Human Molecular Genetics Laboratory, Institut Pasteur de Montevideo, Montevideo, CP 11400, Uruguay.
J Cell Sci. 2012 Jan 15;125(Pt 2):362-75. doi: 10.1242/jcs.089375. Epub 2012 Feb 2.
Primary cilia are conserved organelles that play crucial roles as mechano- and chemosensors, as well as transducing signaling cascades. Consequently, ciliary dysfunction results in a broad range of phenotypes: the ciliopathies. Bardet-Biedl syndrome (BBS), a model ciliopathy, is caused by mutations in 16 known genes. However, the biochemical functions of the BBS proteins are not fully understood. Here we show that the BBS7 protein (localized in the centrosomes, basal bodies and cilia) probably has a nuclear role by virtue of the presence of a biologically confirmed nuclear export signal. Consistent with this observation, we show that BBS7 interacts physically with the polycomb group (PcG) member RNF2 and regulate its protein levels, probably through a proteasome-mediated mechanism. In addition, our data supports a similar role for other BBS proteins. Importantly, the interaction with this PcG member is biologically relevant because loss of BBS proteins leads to the aberrant expression of endogenous RNF2 targets in vivo, including several genes that are crucial for development and for cellular and tissue homeostasis. Our data indicate a hitherto unappreciated, direct role for the BBS proteins in transcriptional regulation and potentially expand the mechanistic spectrum that underpins the development of ciliary phenotypes in patients.
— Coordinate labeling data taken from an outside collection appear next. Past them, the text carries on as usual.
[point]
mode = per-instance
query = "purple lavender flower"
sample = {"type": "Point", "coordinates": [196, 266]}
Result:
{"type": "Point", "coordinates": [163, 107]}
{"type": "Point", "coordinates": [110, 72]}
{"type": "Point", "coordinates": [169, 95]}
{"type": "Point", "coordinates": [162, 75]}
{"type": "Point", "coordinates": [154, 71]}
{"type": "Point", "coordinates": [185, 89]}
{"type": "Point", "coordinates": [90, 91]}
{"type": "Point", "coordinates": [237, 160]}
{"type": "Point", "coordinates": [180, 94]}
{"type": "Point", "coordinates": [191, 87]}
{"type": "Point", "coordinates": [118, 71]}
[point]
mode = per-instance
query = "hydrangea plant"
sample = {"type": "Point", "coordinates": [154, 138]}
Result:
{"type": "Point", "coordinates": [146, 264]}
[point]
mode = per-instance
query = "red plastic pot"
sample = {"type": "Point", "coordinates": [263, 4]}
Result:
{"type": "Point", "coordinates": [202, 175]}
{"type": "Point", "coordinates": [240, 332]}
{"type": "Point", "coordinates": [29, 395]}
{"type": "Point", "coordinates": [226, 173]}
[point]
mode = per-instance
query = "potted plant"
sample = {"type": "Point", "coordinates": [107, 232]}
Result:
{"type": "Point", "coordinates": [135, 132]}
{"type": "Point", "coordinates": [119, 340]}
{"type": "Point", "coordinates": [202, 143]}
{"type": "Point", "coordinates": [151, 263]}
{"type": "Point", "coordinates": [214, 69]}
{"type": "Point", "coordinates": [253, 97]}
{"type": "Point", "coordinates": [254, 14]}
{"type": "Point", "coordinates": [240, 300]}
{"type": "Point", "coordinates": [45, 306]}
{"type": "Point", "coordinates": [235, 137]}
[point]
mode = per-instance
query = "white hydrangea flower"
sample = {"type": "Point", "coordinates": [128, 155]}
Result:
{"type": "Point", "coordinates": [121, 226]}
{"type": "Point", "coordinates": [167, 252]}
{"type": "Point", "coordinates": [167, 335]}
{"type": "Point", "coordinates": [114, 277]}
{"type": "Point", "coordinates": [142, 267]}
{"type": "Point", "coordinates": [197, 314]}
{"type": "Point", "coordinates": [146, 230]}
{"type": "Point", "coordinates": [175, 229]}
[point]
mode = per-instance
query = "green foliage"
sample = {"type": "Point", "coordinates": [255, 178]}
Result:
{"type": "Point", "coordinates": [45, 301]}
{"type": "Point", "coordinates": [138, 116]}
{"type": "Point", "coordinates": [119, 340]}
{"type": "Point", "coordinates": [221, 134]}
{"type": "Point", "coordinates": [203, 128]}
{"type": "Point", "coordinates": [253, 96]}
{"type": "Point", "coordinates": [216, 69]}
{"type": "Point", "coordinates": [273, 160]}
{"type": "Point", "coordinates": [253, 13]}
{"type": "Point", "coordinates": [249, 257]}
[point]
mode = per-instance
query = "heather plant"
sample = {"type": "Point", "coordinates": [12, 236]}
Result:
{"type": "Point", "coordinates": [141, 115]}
原发性纤毛是保守的细胞器,作为机械感受器和化学感受器,以及信号转导级联的转导,发挥着至关重要的作用。因此,纤毛功能障碍导致广泛的表型:纤毛病。Bardet-Biedl 综合征(BBS)是一种典型的纤毛病,由 16 个已知基因的突变引起。然而,BBS 蛋白的生化功能尚不完全清楚。在这里,我们表明 BBS7 蛋白(定位于中心体、基底体和纤毛中)可能具有核作用,因为存在生物学上确认的核输出信号。与这一观察结果一致,我们表明 BBS7 与多梳组(PcG)成员 RNF2 相互作用,并通过蛋白酶体介导的机制调节其蛋白质水平,可能是通过蛋白酶体介导的机制。此外,我们的数据支持其他 BBS 蛋白的类似作用。重要的是,与该 PcG 成员的相互作用具有生物学意义,因为 BBS 蛋白的缺失导致内源性 RNF2 靶基因在体内的异常表达,包括几个对发育以及细胞和组织稳态至关重要的基因。我们的数据表明,BBS 蛋白在转录调控中具有迄今未被认识的直接作用,并可能扩展了支持患者纤毛病发生的机制范围。